# Eigenvalues of a reduced density matrix

1. May 5, 2010

### barnflakes

My lecturer keeps telling me that if a density matrix describes a pure state then it must contain only one non-zero eigenvalue which is equal to one. However I can't see how this is true, particularly as I have seen a matrix $$\rho_A = \begin{pmatrix} 1/2 & - 1/2 \\ -1/2 & 1/2 \\ \end{pmatrix}$$ for which this is not true. He then clarified that if it was in "the diagonal basis" this was true.
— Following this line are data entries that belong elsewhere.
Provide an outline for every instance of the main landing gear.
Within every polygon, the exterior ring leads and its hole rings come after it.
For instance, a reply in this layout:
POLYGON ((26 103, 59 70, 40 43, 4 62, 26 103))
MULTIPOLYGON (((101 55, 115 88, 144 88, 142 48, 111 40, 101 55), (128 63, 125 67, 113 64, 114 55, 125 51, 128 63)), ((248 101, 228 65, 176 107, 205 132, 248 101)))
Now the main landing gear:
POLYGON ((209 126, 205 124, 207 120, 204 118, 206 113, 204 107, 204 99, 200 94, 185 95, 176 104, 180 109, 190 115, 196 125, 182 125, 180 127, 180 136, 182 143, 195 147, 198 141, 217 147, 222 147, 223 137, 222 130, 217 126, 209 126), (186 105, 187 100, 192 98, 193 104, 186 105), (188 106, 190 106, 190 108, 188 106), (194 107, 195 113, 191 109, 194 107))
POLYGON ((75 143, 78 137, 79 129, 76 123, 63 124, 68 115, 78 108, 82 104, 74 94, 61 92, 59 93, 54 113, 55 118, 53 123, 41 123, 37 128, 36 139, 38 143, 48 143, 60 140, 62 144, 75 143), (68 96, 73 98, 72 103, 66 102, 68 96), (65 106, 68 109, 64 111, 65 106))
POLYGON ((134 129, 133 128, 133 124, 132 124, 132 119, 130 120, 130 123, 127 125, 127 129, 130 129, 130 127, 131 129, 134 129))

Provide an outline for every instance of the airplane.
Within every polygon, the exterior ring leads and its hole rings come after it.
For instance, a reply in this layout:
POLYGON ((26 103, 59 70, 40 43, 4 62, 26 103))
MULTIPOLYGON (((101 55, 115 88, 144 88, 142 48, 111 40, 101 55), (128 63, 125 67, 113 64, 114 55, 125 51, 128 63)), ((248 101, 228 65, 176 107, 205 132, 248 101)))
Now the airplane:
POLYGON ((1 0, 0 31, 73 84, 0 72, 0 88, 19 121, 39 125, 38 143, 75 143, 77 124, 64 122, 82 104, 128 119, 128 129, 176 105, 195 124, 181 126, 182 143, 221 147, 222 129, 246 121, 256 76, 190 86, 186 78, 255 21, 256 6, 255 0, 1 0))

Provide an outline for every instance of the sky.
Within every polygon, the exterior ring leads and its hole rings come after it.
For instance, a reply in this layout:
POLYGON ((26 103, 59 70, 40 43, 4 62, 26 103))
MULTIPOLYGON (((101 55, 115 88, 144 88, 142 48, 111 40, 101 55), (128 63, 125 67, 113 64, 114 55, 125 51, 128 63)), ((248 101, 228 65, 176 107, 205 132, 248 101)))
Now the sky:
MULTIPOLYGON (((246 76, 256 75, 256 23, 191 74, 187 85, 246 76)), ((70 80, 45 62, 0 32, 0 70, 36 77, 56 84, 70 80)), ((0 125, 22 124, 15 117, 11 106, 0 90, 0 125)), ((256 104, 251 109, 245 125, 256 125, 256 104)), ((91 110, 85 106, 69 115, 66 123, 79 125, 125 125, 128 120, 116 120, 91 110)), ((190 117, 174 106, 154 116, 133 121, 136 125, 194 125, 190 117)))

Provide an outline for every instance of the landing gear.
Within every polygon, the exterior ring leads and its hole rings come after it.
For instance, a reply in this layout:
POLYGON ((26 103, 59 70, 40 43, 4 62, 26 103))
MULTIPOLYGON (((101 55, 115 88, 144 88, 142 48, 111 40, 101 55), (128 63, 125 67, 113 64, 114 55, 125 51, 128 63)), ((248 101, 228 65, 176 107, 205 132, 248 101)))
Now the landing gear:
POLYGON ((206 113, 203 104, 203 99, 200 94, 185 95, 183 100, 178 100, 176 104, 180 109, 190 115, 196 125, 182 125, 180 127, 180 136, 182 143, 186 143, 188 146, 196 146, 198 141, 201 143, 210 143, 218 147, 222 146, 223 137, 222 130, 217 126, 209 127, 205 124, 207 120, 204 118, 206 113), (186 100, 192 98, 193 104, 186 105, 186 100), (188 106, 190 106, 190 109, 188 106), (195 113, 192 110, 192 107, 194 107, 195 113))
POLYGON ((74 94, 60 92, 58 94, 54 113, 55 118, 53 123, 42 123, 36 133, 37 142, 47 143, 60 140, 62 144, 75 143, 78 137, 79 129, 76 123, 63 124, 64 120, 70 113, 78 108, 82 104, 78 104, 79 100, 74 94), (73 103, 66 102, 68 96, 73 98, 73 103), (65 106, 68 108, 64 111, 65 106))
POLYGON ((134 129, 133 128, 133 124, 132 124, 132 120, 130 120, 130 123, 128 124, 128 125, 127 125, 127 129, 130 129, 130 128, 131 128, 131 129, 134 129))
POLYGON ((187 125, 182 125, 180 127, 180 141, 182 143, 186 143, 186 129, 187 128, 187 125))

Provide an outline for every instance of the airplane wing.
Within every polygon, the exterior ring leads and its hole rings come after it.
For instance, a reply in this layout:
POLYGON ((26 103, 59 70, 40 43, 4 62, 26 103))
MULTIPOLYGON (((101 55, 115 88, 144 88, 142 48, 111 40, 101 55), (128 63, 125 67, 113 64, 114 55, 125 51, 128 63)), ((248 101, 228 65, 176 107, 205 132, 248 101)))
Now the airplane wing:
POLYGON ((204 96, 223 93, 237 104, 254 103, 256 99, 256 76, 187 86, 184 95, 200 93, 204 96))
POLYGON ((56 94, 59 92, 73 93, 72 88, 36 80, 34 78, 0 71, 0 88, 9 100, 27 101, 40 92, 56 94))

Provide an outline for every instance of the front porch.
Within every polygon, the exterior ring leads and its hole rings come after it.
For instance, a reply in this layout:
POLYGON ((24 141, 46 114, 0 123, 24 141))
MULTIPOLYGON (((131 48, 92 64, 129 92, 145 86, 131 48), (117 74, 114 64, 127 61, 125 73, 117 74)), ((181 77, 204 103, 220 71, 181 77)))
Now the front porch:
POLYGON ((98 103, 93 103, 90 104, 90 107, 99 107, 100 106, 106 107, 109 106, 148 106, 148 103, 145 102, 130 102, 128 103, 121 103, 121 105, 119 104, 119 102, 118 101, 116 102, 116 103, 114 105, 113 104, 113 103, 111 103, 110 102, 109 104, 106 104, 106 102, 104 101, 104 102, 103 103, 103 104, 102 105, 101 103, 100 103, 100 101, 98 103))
Can someone clarify this for me or show me a proof please?

2. May 6, 2010

### Tomsk

I guess he means that you can write a density matrix as
$$\rho = | \psi_i \rangle \langle \psi_i |$$
Which has eigenvalues $\delta_{ij}$ since
$$\rho |\psi_j \rangle = \delta_{ij} |\psi_i \rangle$$.
The example you gave can be written as $\rho = | - \rangle \langle - |$, where $$| - \rangle = \frac{1}{\sqrt{2}} \begin{pmatrix}1 \\ -1\end{pmatrix}$$ which has $| - \rangle$ as an eigenvector, with eigenvalue 1.

3. May 7, 2010

### barnflakes

Is that true? I thought $\psi_i \rangle$ and $\psi_j \rangle$ weren't necessarily orthogonal. He also definitely said that when it's pure it only has one non-zero eigenvalue. Maybe he means only in the basis of its eigenvectors, I don't know? That's what I'm trying to find out.

4. May 8, 2010

### Tomsk

Yeah I think it is the basis of its eigenvectors. I think you can always take a pure state as one possible basis vector. E.g. if you have $|\psi_a \rangle = \alpha |0 \rangle + \beta |1 \rangle$ then the other one is $|\psi_b \rangle = \alpha |0 \rangle - \beta |1 \rangle$. I can't remember if/how this generalizes to higher dimensions though. Maybe Gram-Schmidt?